Doch zuvor mußte B. sich dem Verfahren stellen, ob sie wollte oder nicht. "Sie hätte als Zeugin aussagen sollen und zurückhaltend und dezent auftreten sollen. Als Nebenklägerin aufzutreten war ein schwerer Fehler, damit hat sie die Gegenseite provoziert", sagte Bossi zum Abendblatt. Doch B.s Anwältin hatte sie zur Nebenklage überredet, und B. war unnötigerweise bei dem gesamten Verfahren anwesend geblieben. Warum tat sie sich das an? "Sie ist durchs Fegefeuer gegangen", sagte die Vorsitzende Richterin Bärbel Stock. Auch auf das Angebot der Richterin, die Öffentlichkeit während ihrer Vernehmung auszuschließen, ging die 29jährige nicht ein.

Da hat Andreas Türck sich klüger verhalten, indem er seine Unschuld beteuerte und ansonsten im Verfahren schwieg und seine Anwälte, Zeugen und Gutachter für sich sprechen ließ. Doch auch wenn er nun aus Mangel an Beweisen freigesprochen wurde, könnten Zweifel an dem einstigen Shooting-Star der Medienbranche klebenbleiben. Sein öffentliches Bild als smarter Frauenversteher und Schwiegermutterliebling hat vermutlich schon vorher Kratzer bekommen. Denn ob er B. zum Oralsex gezwungen hat oder nicht, er fand jedenfalls statt. Er hatte Sex mit einer jungen Frau, die er erst kurz zuvor in einer Bar kennengelernt hatte und die laut seiner Aussage bei der Polizei in einem sichtbar schlechten psychischen Zustand war. Mit den Worten "man sieht sich" ließ er sie an einer Tankstelle aus dem Auto. Er sei zum Abschied noch nicht einmal ausgestiegen, gab Türck zu Protokoll. Wie muß Katharina B. sich bei dieser Erniedrigung gefühlt haben? Ist das das Verhalten eines Gentleman mit ordentlicher Kleidung und gutem Benehmen, den Türck vor Gericht gegeben hat?

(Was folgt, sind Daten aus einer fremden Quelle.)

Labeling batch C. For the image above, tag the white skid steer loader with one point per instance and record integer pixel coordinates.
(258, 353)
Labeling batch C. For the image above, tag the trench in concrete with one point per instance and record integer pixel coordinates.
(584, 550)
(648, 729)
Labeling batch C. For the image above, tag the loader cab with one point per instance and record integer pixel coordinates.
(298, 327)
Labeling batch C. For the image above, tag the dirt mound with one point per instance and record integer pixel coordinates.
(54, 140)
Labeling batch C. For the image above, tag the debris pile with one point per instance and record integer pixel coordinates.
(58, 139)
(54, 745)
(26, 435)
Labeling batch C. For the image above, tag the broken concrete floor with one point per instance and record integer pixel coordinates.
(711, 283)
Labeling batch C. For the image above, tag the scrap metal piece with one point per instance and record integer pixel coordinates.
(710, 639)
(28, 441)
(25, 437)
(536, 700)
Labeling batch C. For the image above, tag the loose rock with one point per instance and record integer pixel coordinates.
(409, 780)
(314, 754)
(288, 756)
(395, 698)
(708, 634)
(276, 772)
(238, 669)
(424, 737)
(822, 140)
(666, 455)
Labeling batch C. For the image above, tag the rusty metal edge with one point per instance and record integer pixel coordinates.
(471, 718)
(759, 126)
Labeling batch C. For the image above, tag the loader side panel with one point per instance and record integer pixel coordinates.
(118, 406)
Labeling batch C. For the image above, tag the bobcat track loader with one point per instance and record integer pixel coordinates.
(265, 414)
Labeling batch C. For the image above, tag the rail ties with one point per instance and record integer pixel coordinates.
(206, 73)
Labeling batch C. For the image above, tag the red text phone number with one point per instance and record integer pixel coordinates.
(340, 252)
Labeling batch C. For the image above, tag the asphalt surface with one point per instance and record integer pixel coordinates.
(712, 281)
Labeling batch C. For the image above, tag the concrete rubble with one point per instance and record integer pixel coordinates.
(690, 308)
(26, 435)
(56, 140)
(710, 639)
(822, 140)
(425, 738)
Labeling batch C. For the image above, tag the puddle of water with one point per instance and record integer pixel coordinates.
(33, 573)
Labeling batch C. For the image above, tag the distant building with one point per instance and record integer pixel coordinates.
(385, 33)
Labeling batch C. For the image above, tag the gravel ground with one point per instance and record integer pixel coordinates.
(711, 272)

Bei allem Unbehagen, das Prozeßverlauf und -ausgang hinterlassen - für Strafverteidiger Otmar Kury bleibt ein Grundsatz unverrückbar: "Wenn eine Frau behauptet, vergewaltigt worden zu sein, dann muß die Gesellschaft über die Strafverfolgungsorgane streng aufklären. Das wurde in diesem Verfahren wohl versucht."